Let’s press the pause button right there to make it clear that the FTC doesn’t just take defendants’ word for it when they say they can’t pay. FTC staff requires that the defendants swear to the accuracy of a stack of documentation – in this case, personal and corporate financial statements.
And that’s not the end of it. If any portion of a judgment is suspended, our practice is to include a provision spelling out that the FTC’s agreement to settle was expressly premised on the truthfulness, accuracy, and completeness of the defendants’ financial information. In addition, we’ll typically ask the Court to include a provision lifting the suspension – and making the total immediately due – if it turns out that a party “failed to disclose any material asset, materially misstated the value of any asset, or made any other material misstatement or omission” in their statements. (For obvious reasons, we call those avalanche clauses.) As part of the order compliance process, we keep a close watch for any signs that the parties may not have been truthful in what they said about their finances.
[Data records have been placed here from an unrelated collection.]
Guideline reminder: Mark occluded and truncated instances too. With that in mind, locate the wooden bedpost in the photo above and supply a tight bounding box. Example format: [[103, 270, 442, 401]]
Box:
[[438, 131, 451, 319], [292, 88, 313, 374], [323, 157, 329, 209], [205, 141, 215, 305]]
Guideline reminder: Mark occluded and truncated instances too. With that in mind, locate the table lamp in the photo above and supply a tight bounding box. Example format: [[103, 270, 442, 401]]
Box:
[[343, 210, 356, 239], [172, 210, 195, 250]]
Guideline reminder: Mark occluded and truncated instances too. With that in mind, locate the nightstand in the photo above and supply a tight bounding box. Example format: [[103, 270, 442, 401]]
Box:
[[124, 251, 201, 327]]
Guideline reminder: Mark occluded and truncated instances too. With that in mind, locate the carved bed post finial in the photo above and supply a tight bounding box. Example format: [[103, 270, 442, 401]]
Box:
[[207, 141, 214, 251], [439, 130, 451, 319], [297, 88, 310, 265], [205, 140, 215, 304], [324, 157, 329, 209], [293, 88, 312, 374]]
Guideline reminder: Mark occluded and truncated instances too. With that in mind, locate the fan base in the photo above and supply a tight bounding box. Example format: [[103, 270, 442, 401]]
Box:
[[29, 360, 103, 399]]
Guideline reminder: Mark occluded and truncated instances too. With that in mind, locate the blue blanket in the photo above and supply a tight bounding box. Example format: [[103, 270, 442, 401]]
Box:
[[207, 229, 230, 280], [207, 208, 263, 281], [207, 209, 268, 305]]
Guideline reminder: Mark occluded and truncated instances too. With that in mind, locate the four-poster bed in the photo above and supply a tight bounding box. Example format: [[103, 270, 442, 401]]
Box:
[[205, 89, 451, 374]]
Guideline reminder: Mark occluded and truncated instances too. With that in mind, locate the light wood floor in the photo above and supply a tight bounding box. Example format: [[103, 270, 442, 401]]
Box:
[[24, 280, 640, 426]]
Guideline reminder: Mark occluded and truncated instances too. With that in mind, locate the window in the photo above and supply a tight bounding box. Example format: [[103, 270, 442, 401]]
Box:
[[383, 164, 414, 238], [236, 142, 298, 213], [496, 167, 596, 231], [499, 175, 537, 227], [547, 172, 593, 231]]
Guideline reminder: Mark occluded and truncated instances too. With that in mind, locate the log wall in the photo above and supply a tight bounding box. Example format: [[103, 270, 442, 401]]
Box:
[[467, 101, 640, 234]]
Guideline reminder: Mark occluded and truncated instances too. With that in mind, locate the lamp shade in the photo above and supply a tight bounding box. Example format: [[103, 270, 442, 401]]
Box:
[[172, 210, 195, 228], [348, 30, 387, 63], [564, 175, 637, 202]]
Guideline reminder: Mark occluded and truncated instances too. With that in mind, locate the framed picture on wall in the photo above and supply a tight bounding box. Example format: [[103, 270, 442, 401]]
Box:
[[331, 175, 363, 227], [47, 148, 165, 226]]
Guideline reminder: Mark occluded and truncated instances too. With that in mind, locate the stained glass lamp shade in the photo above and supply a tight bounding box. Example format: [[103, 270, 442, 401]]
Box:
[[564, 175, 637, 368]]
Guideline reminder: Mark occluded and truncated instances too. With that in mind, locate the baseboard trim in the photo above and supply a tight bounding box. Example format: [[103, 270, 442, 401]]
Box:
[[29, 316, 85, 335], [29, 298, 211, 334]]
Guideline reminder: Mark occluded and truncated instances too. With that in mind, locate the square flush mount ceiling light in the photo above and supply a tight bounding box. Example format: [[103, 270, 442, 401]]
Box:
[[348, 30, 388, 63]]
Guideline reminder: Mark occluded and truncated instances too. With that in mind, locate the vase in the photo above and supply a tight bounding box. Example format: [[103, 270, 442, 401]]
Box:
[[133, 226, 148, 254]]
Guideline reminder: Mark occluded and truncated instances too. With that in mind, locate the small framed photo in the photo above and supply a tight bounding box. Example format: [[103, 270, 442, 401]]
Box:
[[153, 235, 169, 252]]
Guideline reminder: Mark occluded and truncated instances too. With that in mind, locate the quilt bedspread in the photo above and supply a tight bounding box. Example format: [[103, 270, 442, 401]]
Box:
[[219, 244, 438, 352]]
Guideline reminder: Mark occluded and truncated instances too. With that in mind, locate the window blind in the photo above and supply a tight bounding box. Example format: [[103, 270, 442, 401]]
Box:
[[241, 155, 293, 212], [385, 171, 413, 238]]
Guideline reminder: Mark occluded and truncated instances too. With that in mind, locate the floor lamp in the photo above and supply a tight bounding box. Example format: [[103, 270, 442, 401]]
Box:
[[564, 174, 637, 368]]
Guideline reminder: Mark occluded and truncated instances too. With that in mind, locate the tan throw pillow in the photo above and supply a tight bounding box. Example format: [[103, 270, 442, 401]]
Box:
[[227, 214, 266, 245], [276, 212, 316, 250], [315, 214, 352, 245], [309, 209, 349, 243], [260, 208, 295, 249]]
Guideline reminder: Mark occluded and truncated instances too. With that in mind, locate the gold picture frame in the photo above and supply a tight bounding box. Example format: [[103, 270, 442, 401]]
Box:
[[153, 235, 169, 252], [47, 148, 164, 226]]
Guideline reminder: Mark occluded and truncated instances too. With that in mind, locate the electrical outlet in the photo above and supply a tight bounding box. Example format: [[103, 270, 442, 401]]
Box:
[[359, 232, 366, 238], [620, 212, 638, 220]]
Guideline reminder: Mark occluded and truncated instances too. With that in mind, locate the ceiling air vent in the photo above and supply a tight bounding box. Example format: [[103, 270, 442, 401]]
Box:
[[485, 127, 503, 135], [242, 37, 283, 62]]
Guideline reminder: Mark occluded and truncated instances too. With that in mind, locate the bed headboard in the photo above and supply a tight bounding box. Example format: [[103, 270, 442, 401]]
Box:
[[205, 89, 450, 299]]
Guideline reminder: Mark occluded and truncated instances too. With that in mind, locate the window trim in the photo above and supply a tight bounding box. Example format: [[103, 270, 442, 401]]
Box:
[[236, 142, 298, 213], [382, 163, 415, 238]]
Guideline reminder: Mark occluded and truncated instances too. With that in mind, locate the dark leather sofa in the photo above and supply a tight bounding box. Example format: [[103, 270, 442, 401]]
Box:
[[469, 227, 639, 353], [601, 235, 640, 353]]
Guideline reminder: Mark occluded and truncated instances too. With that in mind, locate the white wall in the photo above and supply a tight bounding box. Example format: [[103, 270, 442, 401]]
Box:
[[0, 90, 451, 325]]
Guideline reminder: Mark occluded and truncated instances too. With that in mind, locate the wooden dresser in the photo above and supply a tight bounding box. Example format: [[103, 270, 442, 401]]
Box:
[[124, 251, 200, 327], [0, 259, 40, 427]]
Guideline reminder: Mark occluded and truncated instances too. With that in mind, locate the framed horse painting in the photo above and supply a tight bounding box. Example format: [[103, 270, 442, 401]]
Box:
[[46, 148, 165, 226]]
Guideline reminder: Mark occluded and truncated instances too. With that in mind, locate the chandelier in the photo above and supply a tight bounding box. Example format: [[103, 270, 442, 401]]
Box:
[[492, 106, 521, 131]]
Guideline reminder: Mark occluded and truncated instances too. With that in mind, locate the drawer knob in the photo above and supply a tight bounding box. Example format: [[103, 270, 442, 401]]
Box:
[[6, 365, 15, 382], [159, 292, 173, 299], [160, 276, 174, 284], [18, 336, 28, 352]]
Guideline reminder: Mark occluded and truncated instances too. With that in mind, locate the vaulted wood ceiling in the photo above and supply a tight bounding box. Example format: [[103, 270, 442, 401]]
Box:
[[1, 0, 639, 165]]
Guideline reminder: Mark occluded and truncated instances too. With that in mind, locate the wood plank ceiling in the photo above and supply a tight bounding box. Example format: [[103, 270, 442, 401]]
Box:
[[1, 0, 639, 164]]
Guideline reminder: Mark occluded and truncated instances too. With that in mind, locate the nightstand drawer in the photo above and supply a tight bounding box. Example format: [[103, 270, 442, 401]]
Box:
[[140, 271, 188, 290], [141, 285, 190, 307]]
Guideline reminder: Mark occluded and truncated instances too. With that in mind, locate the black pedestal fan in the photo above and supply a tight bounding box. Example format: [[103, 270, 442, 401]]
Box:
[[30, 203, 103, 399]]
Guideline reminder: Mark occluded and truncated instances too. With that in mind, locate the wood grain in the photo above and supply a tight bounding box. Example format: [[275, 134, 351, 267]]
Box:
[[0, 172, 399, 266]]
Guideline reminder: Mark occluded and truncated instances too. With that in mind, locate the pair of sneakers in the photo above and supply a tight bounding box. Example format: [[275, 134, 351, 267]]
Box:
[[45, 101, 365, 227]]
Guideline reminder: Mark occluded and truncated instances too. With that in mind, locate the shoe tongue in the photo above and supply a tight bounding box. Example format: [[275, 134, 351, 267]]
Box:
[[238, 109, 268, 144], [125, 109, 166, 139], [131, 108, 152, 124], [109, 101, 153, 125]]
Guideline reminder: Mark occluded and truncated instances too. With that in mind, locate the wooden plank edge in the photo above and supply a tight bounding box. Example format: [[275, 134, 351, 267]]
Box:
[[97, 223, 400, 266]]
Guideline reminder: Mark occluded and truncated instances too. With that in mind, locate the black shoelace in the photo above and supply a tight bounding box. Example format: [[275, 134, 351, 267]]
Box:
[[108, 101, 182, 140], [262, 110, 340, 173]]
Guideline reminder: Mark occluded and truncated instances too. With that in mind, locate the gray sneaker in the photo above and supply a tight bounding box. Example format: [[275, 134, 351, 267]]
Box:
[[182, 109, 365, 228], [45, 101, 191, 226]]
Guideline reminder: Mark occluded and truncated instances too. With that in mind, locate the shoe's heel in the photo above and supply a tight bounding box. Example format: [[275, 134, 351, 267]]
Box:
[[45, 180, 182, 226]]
In September 2015, the FTC asked a federal court in Arizona to lift the suspension in the HCG Diet Direct case based on a series of misrepresentations and omissions in Ethington’s financial statements. Ethington claimed the inaccuracies were unintentional and not material. The Court ruled otherwise:
Given this context, a reasonable person in the FTC’s shoes would have attached importance to inaccuracies relating to Ethington’s finances. A reasonable litigant would have wanted to know, for example, that Ethington’s monthly income was approximately $5,000 higher than he said it was, that the Related Companies had at least $65,000 more in financial assets than he said they did, and that those companies had recently paid hundreds of thousands of dollars to their owners. Such knowledge would have produced a perception of Ethington’s financial condition markedly different from the perception the FTC had when choosing to settle. Thus, the inaccuracies were material.
Ethington argued that he was still unable to pay because his liabilities exceeded his assets. The Court saw things differently:
But a negative net worth does not mean Ethington could not have paid the FTC. It only means Ethington could not have paid the FTC and all his other creditors while maintaining his then-existing lifestyle.
(The italics are the Judge’s, by the way.)
The upshot: a ruling from the Court that “the previously entered judgment in favor of the FTC and against Defendants in the amount of $3,212,310, plus interest, is now due and may be executed on.”
Other companies can take two points from the HCG Diet Direct story. First, the FTC is slow to accept a judgment that is even partially suspended and there’s a lot more that goes on behind the scenes. Second, a suspended judgment isn’t the end of the matter. If the compliance process reveals evidence that a defendant wasn’t truthful about finances, the FTC will ask the Court to activate the built-in avalanche clause.